Réussite angiographique : Flux TIMI 3 après ICP
Nos résultats ont montré que l’utilisation de GPI en complément du traitement standard était associée à une augmentation de 2 fois la probabilité d’obtenir un flux TIMI 3 après ICP. À l’exception de l’essai Prague-7, qui n’a trouvé aucune différence dans le flux TIMI après ICP entre les groupes, toutes les études rapportant ces données sont concordantes avec nos résultats (73-79% dans le groupe GPI contre 55-65% dans le groupe de soins standard) . Ces résultats renforcent l’efficacité du GPI dans ce contexte, puisque la plupart des études ont inclus des patients dont le GPI était prescrit à la discrétion de l’opérateur. Cela signifie probablement, selon les recommandations actuelles des directives, que la plupart des patients recevant le GPI avaient une charge thrombotique plus élevée et que, malgré cela, le flux TIMI 3 après l’ICP était plus probable dans ce groupe.
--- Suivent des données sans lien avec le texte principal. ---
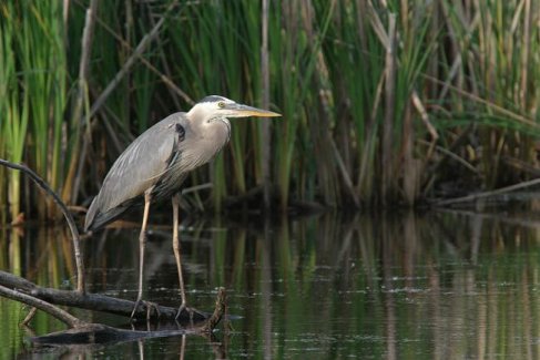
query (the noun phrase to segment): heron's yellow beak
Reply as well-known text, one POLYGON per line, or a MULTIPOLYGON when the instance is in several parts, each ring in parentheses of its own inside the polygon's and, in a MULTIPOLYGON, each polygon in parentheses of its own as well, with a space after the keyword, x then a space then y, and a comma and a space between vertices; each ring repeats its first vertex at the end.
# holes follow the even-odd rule
POLYGON ((253 106, 247 106, 243 104, 226 104, 226 110, 230 111, 228 117, 246 117, 246 116, 257 116, 257 117, 276 117, 282 116, 282 114, 275 113, 273 111, 257 109, 253 106))

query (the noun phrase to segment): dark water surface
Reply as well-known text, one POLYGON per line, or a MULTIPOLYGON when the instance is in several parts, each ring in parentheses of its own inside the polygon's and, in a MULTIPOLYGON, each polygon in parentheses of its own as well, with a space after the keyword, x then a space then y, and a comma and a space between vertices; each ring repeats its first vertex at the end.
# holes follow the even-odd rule
MULTIPOLYGON (((539 214, 527 212, 324 215, 278 224, 184 224, 191 306, 212 310, 225 287, 232 332, 102 347, 42 348, 28 337, 63 326, 39 313, 30 329, 0 300, 2 358, 537 359, 540 357, 539 214)), ((137 228, 84 241, 91 291, 133 299, 137 228)), ((0 230, 0 268, 69 288, 67 230, 0 230)), ((176 306, 171 228, 154 226, 145 299, 176 306)), ((119 327, 125 319, 77 316, 119 327), (93 318, 92 318, 93 317, 93 318)))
Points finaux de sécurité : effet sur les saignements majeurs
Dans notre méta-analyse, le GPI a montré un bon profil de sécurité. Malgré des critères différents pour les définitions de l’hémorragie majeure, les rapports d’hémorragie majeure variaient de 1 à 10% dans le groupe GPI et de 3 à 12,5% dans le groupe de traitement standard . Les études se sont accordées pour dire que l’utilisation de GPI n’augmentait pas le risque d’hémorragie majeure par rapport au traitement standard. Bien que théoriquement l’utilisation du GPI en tant qu’adjuvant puisse contribuer à l’augmentation du risque de saignement, une considération importante peut être le fait que la plupart des études incluaient des patients traités par GPI à la discrétion de l’opérateur. Dans notre méta-analyse, aucune différence entre les groupes concernant l’âge n’a été notée ; d’autres facteurs de risque hémorragique et comorbidités importants peuvent avoir varié entre les groupes et ont probablement été des considérations importantes dans les décisions des opérateurs. Cela peut induire un biais de sélection que nous n’avons pas pu contrôler. De plus, des différences mineures dans les définitions des saignements majeurs variaient entre les études et les saignements mineurs n’ont pas été rapportés dans toutes les études incluses.
Limitations
La plupart des études incluses avaient une conception observationnelle, et il y avait également quelques différences mineures dans les critères d’inclusion de chaque étude, y compris l’hétérogénéité dans les définitions du choc cardiogénique et l’enrôlement de patients admis avec un arrêt cardiaque mais pas un choc. La plupart des études ont également été menées à l’époque du clopidogrel et peuvent refléter des normes de soins différentes, non seulement en ce qui concerne le traitement antiplaquettaire mais aussi les stratégies de revascularisation et d’angioplastie. Nous avons cherché à surmonter certaines de ces limites en effectuant une analyse de sensibilité. On ignore encore si ces résultats se reproduiraient ou non dans le cadre de l’utilisation généralisée d’inhibiteurs P2Y12 plus puissants et à début d’action plus rapide.